SARNIA – Bluewater Health is installing a new system that will monitor the location of equipment, and in the future, staff and patients too. The bluetooth-powered real-time location service (RTLS) is coming to Bluewater Health sites in Sarnia and Petrolia within the next nine months.
Starting in January, Bluewater Health equipment maintenance staff will be installing 3,500 wireless beacons throughout the hospitals, as well as tagging equipment with emitters so items can be tracked and monitored with pinpoint accuracy.
Short-term, the goal is to keep tabs on all Bluewater Health’s equipment, CEO and president Sue Denomy (pictured) told the Sarnia Observer. “For example, we have hundreds of IV pumps across several departments,” she said.
As a result, it’s hard to keep tabs on what is where and how often it has been used, she said, noting staff sometimes are forced to run around looking for pumps if one isn’t at hand.
“To have them sitting in an inpatient ward unused when emerge needs one is not a good use of technology,” she said.
Not only that, but the hospital corporation, and others like it, likely have too many IV pumps for the very reason that they’re hard to track, said facilities director Alex Sullo.

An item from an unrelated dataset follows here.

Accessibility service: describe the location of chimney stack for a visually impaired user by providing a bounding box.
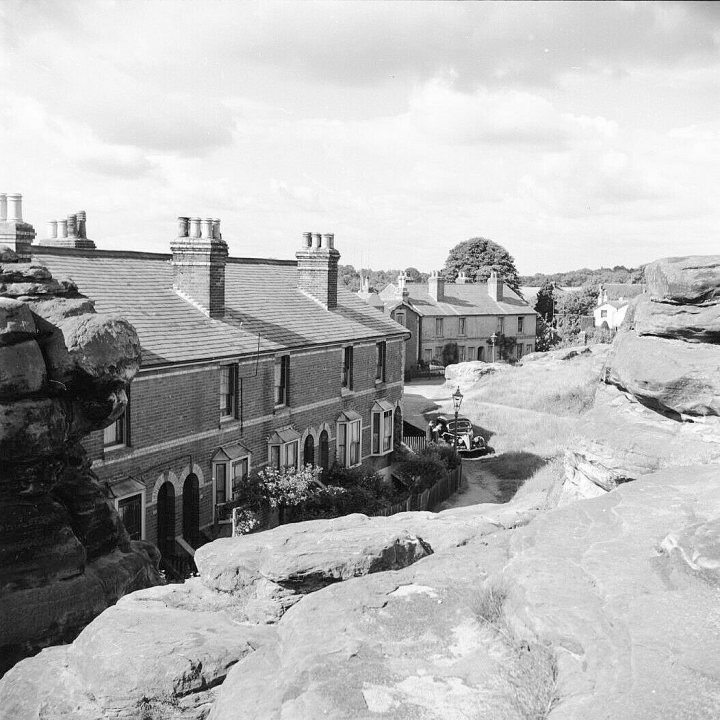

RTLS will make finding and using equipment like the pumps easier, while also determining what is needed, and what’s excess, he said.
Also under the new monitoring system, headed up by Bluewater Health’s biomedical engineering department, front-line staff who feel they’re at risk can voluntarily wear a distress beacon they can activate if, for example, a patient becomes violent, he said.
Real-time wireless temperature and humidity tracking for food and medications throughout the hospitals is also part of the deal. Bluewater Health is one of the first hospitals in Canada to adopt the technology, Sullo said.
Via supplier Awarepoint, the start-up costs are pegged at about $720,000 – already accounted for in Bluewater Health’s budget – with yearly operating costs at about $71,000, he said.
The system would also be housed regionally, he said, meaning other hospitals in Erie St. Clair – Sarnia-Lambton, Chatham-Kent and Windsor-Essex – could easily get on board.
Longer-term, there are some interesting possibilities, he said.
One example involves a doctor entering her patient’s room and that patient’s chart automatically popping up on a tablet screen, since the system identifies each person by their tag, patient wristband or cell phone.
That same doctor heads over to the sink to wash her hands and the system can track and record that that’s happening too, he said.
There will be no patient monitoring when the system starts, he said, but that could be something the hospital group considers down the road, noting it would require talks about privacy and confidentiality.
Hopes are to eventually merge the technology with other hospital systems, like security camera and patient entertainment systems, so that they work together to improve stays and make operations run smoother, he said.